# Decision Trees
You should build a machine learning pipeline using a decision tree model. In particular, you should do the following:
- Load the `mnist` dataset using [Pandas](https://pandas.pydata.org/docs/reference/api/pandas.read_csv.html). You can find this dataset in the datasets folder.
- Split the dataset into training and test sets using [Scikit-Learn](https://scikit-learn.org/stable/modules/generated/sklearn.model_selection.train_test_split.html). 
- Conduct data exploration, data preprocessing, and feature engineering if necessary. 
- Train and test a decision tree model using [Scikit-Learn](https://scikit-learn.org/stable/modules/generated/sklearn.tree.DecisionTreeClassifier.html).
- Check the documentation to identify the most important hyperparameters, attributes, and methods of the model. Use them in practice.

#### IMporting Libraries

In [None]:
import pandas as pd
import sklearn.model_selection
import sklearn.compose
import sklearn.preprocessing
import sklearn.tree
import sklearn.metrics
from sklearn import tree
import matplotlib.pyplot as plt

#### *Defining the Business Problem*

#### Data Collection

In [None]:
df = pd.read_csv('https://raw.githubusercontent.com/m-mahdavi/teaching/main/datasets/mnist.csv')
df.head()

In [None]:
x = df.drop(['id','class'],axis=1)
y = df['class']

x_train, x_test, y_train, y_test = sklearn.model_selection.train_test_split(x,y)
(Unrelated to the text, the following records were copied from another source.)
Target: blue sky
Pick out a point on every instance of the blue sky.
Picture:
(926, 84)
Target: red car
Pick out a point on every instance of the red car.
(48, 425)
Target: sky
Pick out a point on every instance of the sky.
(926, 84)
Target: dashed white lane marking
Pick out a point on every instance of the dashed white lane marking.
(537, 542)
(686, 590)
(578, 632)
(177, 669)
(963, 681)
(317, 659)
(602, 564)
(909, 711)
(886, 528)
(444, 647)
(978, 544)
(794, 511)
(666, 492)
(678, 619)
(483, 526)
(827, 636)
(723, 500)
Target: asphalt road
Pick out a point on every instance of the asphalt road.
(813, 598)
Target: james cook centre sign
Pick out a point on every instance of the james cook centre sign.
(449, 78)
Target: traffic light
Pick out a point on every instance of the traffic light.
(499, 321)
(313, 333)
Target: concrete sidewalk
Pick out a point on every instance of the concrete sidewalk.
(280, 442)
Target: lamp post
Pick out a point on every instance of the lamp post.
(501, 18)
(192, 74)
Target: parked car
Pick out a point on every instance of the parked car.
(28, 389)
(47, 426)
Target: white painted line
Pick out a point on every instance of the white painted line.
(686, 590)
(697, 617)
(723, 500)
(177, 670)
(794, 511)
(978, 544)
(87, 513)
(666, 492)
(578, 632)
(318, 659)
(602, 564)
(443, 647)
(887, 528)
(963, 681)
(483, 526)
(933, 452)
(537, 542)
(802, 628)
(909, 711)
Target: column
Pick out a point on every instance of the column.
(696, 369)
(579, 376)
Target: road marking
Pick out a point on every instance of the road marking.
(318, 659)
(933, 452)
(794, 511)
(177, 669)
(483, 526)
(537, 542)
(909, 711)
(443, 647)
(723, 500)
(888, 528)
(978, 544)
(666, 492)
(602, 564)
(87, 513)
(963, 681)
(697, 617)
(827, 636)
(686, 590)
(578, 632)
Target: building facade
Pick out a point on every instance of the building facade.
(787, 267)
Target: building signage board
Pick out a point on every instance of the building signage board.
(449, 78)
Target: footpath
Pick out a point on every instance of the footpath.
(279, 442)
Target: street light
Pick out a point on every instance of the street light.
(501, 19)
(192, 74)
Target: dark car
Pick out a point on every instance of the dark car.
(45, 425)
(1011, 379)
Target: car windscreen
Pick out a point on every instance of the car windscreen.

print("df size:",df.shape)
print("df train size:",x_train.shape)
print("df test size:",x_test.shape)

#### Data Exploration

In [None]:
x_train.dtypes

In [None]:
y_train.value_counts().plot(kind='bar')

In [None]:
x_train.isnull().sum()

In [None]:
x_train.sum()

#### Data Pre-processing

In [None]:
## for example you can find and remove constant feature from your data

#### feature Eng

In [None]:
numerical_attributes = x_train.select_dtypes(include="int64").columns.tolist()

ct = sklearn.compose.ColumnTransformer([('standard_scaling', sklearn.preprocessing.StandardScaler(),numerical_attributes)],remainder='passthrough')
ct.fit(x_train)
x_train = ct.transform(x_train)
x_test = ct.transform(x_test)

#### Model Training

In [None]:
model = sklearn.tree.DecisionTreeClassifier(criterion='gini',max_depth=10)
model.fit(x_train,y_train)

#### Model Assesment

In [None]:
y_predicted = model.predict(x_test)
result = sklearn.metrics.classification_report(y_test,y_predicted)
print(result)

#### Visualization

In [None]:
# Using matplotlib
fig = plt.figure(figsize=(25,20))
tree.plot_tree(model,filled=True, rounded=True,max_depth= 1)
plt.show()

In [None]:
# Using graphviz
dot_data = export_graphviz(model, out_file=None, 
                    #  feature_names=df_train.feature_names,  
                    #  class_names=iris.target_names,  
                     filled=True, rounded=True,  max_depth=4,
                     special_characters=True)  
graph = pydotplus.graph_from_dot_data(dot_data)
graphviz.Source(graph.to_string())